Shiffrin con Ingemar,el reno que ganó en su última victoria en Levi (2019).
Shiffrin con Ingemar, el reno que ganó en su última victoria en Levi (2019).

No es un esquiadora pródiga en lesiones y eso algunos se lo echan en cara, con el débil argumento de que un esquiador completo ha de ser capaz de superar lesiones importantes. Shiffrin también tiene el suyo y lo explica. «Miro hacia atrás en mi carrera deportiva y creo que es genial haber llegado tan lejos con tan pocas lesiones. Muchos dirán que es porque no arriesgo lo suficiente. Yo no he tenido que solventar una lesión física grave, pero me ha tocado gestionar algo peor como fue la muerte de mi padre. Eso no fue un fractura en un hueso, o músculo o ligamento. Ahí no hay calendarios de recuperación ni hojas de ruta. Esta es probablemente la peor lesión que tendré en mi carrera», explica Shiffrin. Su percance físico más importante lo tuvo cuando se lesionó la rodilla calentando para un gigante en Are a principios de 2016, estando dos meses apartada de las pistas.

«Sigo teniendo dudas sobre cuánto tiempo voy a poder aguantar. Pero también siento que me queda mucho esquí rápido por ofrecer. Y me siento un poco más segura que hace un año, cuando llegué aquí para reincorporarme al circuito tras la muerte de mi padre.
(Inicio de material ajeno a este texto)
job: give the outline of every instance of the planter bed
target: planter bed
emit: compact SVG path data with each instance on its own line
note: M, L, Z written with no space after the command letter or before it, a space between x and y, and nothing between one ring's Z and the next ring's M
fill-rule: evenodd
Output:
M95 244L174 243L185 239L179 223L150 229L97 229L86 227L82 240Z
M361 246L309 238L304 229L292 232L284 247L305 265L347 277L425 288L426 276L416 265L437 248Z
Entonces la sensación fue de lo más incómoda que nunca había tenido. Este año parece que las cosas se acercan más a la normalidad», ha concluido la campeona de Vail, que ha descartado su presencia en Val d’Isère (descenso el 18 de diciembre y super G el 19). Alega que no quiere forzar demasiado pensando en la cita olímpica.